Olympic Destroyer, the threat group responsible for disruption of digital aspects of this past winter's Pyeongchang Olympic games, is apparently back. Kaspersky Lab is tracking activity that looks very much like Olympic Destroyer's against organizations associated with chemical and biological weapons control. Targets in Germany, France, Switzerland, Russia, and Ukraine are said to have been spearphished. The evidence for Olympic Destroyer's renewed activity lies principally in the obfuscation and spearphishing macros the recent attacks have employed. Kaspersky as usual offers no attribution, but US officials concluded in February that Olympic Destroyer was a Russian operation cloaked by false flags. Russia has objected to investigations linking it to chemical attacks in Salisbury and Syria, and this resentment is thought to provide a motive.
The US has charged Joshua Schulte with "unauthorized disclosure of classified information and other offenses relating to the theft of classified material" from the CIA. Schulte is alleged to be the source of WikiLeaks' Vault7. The defendant's careless search for, and online communications about, illicit pornography are thought to have constituted the opsec mistakes that led Federal agents to him.

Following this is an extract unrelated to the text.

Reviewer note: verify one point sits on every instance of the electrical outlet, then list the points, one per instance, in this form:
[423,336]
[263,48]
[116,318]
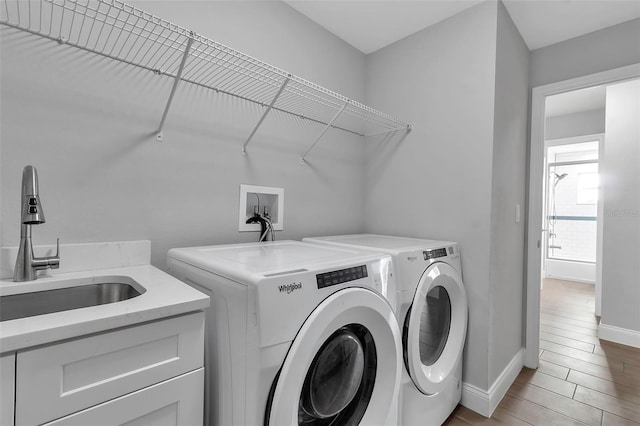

Experts speculate that Liberty Life may have been the victim of a malicious insider in the data loss it disclosed over the weekend.
Another malicious insider may be behind "sabotage," including deliberately bad coding and data theft, at Tesla (or so Elon Musk believes).
The US Senate voted yesterday to revoke the lifeline the Administration had extended to ZTE. Huawei appears to be in Congressional crosshairs as well.